I rode through Savannah, Georgia today and am beginning to realize that the workout doesn't vary much from one place to another and the ride is actually on the nearest remote road or trail, well away from the town and often not even in the advertised town. So Savannah was actually through a swamp along the Savannah river. The host rider recommended that we go for a run or a bike ride around the city proper and for all I know that can be done via Peloton as well....

I think the seat is a little too far back for me but I'm reluctant to mess around with Dana's settings. I'm already logging into the rides as her. If there were actually anybody to wonder, they would probably be wondering what has caused Dana's effort to have dropped so precipitously. 

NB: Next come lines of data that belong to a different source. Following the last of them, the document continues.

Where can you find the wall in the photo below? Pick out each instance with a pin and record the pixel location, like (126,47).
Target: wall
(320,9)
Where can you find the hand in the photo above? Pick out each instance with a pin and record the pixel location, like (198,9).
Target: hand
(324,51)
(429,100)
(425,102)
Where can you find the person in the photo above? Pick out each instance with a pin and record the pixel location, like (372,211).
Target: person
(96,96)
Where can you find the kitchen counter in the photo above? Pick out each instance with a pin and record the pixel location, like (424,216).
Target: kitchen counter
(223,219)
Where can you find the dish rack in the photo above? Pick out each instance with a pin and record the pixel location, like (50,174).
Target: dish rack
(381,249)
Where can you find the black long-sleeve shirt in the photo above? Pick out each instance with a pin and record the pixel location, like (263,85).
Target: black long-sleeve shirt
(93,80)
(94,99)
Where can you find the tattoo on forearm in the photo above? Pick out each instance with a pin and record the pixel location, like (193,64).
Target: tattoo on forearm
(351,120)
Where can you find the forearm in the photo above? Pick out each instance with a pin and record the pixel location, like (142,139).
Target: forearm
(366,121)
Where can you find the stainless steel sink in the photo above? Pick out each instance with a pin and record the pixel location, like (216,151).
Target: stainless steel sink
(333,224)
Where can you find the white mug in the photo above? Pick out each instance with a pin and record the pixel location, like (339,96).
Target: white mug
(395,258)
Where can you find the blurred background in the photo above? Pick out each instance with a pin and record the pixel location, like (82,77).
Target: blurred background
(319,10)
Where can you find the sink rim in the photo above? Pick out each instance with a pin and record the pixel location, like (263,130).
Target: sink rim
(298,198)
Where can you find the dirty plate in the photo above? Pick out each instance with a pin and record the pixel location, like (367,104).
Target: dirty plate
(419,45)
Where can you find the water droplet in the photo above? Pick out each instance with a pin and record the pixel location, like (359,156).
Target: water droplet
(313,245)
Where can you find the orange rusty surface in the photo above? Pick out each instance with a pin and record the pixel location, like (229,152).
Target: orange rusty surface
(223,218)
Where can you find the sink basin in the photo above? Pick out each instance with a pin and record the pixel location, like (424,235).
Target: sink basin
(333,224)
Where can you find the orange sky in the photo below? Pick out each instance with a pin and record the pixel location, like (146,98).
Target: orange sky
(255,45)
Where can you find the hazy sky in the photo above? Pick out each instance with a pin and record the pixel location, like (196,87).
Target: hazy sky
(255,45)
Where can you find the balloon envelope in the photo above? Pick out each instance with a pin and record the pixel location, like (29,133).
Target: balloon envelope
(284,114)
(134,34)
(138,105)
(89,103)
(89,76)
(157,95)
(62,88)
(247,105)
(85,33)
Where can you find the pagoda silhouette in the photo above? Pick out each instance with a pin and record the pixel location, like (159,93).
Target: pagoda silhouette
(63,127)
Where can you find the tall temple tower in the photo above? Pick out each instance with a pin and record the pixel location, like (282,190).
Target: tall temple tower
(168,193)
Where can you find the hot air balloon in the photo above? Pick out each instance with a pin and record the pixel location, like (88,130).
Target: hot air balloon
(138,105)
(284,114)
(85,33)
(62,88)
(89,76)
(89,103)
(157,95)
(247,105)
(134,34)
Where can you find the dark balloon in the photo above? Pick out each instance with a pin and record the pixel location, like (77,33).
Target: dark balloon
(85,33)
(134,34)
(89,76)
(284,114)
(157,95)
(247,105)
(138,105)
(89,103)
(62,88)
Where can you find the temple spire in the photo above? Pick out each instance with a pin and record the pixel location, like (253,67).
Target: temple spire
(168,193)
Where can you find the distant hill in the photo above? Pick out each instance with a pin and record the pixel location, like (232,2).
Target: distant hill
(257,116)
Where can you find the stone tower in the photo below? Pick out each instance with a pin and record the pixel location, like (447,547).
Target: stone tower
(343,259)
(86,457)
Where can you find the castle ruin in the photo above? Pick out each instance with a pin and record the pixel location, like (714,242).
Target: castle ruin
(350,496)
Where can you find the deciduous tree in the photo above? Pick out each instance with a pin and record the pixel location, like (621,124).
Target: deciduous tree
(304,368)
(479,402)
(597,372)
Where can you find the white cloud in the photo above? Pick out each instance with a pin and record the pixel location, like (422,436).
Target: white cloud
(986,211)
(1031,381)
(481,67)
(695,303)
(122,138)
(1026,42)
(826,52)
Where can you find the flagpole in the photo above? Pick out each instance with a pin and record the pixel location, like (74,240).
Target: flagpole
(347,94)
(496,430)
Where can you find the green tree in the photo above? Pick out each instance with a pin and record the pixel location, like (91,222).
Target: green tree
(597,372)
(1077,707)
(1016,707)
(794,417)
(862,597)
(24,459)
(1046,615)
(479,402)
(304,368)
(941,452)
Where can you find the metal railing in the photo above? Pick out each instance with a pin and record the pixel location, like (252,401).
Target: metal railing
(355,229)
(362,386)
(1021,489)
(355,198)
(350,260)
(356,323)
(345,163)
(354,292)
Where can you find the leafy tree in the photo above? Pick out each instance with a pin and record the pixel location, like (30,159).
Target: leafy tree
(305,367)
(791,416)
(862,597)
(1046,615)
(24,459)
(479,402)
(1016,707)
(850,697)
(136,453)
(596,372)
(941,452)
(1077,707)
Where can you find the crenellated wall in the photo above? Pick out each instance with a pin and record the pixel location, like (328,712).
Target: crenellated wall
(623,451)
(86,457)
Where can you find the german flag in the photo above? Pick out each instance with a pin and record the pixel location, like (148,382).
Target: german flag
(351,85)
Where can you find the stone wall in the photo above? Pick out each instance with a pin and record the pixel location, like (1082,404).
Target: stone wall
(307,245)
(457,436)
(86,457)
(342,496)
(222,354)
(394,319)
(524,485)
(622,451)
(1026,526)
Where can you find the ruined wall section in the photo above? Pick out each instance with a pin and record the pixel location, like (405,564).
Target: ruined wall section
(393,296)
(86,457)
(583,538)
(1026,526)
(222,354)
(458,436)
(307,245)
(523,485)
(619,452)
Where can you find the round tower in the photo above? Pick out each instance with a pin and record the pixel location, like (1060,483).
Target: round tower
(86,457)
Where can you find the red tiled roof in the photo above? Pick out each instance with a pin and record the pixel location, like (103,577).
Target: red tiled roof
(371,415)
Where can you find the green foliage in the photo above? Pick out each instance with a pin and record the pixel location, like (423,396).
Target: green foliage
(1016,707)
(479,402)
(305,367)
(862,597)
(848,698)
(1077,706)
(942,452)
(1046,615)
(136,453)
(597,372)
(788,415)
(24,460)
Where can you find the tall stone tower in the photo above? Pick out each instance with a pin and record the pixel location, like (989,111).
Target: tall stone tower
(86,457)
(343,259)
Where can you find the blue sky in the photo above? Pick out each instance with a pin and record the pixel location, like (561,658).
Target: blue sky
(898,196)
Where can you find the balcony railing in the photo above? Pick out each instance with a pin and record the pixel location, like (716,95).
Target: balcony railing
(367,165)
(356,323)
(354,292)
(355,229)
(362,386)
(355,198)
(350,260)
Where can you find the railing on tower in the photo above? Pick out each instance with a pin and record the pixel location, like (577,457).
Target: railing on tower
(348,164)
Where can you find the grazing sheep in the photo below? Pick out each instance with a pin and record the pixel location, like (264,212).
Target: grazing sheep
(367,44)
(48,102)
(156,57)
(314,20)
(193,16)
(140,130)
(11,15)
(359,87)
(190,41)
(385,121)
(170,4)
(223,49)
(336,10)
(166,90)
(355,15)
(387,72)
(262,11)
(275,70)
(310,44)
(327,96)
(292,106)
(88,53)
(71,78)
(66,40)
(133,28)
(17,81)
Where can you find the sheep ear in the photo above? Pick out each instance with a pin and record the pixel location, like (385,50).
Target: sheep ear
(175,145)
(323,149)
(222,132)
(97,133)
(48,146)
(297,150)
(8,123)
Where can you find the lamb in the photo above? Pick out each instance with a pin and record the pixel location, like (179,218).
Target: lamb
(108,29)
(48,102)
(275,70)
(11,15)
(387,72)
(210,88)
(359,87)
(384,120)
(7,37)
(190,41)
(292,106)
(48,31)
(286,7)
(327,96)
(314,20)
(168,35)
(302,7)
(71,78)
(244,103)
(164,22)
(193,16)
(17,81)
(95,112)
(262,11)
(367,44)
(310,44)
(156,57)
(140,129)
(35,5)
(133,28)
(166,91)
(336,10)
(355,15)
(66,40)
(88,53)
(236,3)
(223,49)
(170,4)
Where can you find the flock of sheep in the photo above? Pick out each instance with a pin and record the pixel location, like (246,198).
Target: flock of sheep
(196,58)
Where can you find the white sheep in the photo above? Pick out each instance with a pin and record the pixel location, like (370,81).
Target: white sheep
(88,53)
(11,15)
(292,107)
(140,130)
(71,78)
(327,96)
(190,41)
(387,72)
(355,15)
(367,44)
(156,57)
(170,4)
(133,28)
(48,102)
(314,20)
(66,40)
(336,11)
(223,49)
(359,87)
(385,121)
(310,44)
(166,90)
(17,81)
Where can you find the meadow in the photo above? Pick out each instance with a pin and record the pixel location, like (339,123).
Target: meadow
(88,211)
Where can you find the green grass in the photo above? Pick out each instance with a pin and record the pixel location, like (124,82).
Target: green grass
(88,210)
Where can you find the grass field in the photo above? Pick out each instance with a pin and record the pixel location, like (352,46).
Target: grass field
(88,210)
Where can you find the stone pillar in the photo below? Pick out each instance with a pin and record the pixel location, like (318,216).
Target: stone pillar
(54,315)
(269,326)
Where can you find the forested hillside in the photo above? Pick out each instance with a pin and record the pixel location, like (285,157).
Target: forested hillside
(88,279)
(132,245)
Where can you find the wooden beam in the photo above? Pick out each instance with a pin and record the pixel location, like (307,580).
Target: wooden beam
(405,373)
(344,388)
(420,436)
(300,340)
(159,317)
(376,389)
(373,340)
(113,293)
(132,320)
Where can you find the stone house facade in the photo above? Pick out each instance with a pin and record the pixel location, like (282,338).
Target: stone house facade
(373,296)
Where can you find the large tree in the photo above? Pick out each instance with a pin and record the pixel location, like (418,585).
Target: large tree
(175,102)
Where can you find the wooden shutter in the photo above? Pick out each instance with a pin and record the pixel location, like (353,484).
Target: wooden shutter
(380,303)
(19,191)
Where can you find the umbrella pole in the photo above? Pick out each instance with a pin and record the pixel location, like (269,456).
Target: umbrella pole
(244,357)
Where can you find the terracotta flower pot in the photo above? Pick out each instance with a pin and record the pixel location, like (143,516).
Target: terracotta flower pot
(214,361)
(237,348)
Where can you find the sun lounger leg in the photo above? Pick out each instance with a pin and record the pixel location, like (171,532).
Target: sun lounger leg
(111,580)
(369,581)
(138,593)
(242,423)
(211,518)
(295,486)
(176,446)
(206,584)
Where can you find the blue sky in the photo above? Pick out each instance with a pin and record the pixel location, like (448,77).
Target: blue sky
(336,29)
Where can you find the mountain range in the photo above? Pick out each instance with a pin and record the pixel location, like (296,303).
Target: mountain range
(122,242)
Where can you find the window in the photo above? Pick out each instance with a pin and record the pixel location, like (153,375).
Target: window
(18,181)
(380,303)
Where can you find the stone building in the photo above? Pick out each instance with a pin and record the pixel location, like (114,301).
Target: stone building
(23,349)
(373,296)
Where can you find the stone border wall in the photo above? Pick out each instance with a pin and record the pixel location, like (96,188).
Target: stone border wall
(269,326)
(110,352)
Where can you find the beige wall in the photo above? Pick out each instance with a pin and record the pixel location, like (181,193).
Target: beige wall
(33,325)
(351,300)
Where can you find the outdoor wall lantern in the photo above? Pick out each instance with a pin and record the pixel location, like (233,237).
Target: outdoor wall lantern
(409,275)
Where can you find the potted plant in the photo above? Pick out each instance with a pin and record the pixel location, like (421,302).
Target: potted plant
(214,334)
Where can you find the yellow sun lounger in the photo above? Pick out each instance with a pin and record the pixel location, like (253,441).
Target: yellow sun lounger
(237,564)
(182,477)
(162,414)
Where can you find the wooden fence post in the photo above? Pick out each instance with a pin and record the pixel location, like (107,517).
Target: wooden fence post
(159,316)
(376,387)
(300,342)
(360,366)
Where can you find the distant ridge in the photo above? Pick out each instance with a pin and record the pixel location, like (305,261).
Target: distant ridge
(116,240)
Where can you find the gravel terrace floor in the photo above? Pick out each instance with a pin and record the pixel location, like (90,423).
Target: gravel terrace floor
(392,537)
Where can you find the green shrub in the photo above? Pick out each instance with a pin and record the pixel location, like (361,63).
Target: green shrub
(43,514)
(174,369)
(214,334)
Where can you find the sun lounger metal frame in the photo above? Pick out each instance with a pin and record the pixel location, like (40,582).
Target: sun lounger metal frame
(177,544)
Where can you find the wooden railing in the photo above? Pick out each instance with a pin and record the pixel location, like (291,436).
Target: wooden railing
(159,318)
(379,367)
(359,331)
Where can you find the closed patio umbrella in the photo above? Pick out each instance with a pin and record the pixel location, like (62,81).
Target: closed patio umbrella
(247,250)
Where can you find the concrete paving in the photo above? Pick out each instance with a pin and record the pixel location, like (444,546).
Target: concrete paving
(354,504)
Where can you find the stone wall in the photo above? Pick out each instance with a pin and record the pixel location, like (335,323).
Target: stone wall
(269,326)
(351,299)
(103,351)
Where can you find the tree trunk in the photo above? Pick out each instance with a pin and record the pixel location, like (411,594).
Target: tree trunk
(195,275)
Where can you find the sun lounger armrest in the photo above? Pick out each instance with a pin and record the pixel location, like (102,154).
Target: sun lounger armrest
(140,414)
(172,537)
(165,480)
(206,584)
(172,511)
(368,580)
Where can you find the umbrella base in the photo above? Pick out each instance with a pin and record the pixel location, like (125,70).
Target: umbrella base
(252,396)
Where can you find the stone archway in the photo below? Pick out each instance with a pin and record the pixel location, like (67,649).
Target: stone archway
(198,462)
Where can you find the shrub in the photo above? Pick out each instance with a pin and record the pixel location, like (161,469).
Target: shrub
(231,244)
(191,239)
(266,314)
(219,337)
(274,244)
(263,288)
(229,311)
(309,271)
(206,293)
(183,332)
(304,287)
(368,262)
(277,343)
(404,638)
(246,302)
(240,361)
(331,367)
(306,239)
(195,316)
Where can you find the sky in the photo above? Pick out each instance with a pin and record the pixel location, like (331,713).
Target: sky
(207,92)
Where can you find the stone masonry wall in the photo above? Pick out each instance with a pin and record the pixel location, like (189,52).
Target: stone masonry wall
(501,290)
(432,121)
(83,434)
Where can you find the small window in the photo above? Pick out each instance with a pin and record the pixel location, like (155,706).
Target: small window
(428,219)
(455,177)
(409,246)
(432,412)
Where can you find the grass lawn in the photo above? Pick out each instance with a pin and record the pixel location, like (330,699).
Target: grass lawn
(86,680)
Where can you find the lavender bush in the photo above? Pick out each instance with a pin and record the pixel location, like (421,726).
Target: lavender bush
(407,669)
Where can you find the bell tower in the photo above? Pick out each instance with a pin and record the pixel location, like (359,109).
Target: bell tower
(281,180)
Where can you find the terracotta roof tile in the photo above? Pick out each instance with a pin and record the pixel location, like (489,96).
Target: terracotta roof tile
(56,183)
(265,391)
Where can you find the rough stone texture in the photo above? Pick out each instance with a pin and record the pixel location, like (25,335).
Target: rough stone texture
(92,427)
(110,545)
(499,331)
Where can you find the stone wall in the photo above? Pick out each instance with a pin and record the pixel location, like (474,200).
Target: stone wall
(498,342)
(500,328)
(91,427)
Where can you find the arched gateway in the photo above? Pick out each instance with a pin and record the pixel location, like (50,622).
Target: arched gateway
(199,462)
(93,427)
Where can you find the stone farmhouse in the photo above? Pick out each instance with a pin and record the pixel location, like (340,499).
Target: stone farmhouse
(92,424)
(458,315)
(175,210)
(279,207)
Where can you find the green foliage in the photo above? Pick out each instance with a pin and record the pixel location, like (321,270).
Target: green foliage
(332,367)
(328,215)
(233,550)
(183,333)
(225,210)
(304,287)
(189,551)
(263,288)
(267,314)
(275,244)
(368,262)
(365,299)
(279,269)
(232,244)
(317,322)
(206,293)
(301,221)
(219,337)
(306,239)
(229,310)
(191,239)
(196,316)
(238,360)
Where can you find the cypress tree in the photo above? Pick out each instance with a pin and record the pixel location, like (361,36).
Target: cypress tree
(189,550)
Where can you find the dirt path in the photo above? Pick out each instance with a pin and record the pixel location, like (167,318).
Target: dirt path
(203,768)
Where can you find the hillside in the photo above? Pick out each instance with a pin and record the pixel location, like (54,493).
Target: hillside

We drove around the nearby subdivision on the way home from Dana and Jim's last night and there seems to be something of a contest going on over who can have the most lights. Some decorations are quite tasteful, others contain a plethora of random blow up figures that seem only vaguely related to the festive season. They have lights inside them but during the day the generators which keep them blown up are turned off and they collapse to the ground in a decidedly dispirited fashion...often face first. On the other hand, a man in a nearby town planted a little tree in his front yard, vowing that one day he would put Christmas lights on it. What with one thing and another he never got round to it and the tree is now about 25 feet high and he is unable to stand,.so the neighbors got together, rented a cherry picker, bought lights and lit up the whole tree for him from top to bottom.

Human kindness is not dead, but the news from Gaza every day on the front page of the paper can only make me wonder what ever happened to human decency? A picture of a woman with her husband sitting on the ground holding their newborn baby just made me weep. I have a candle in the window, which nobody can see, but I light it every night with the hope that it will bring some hope for the millions who must have run out of it long since.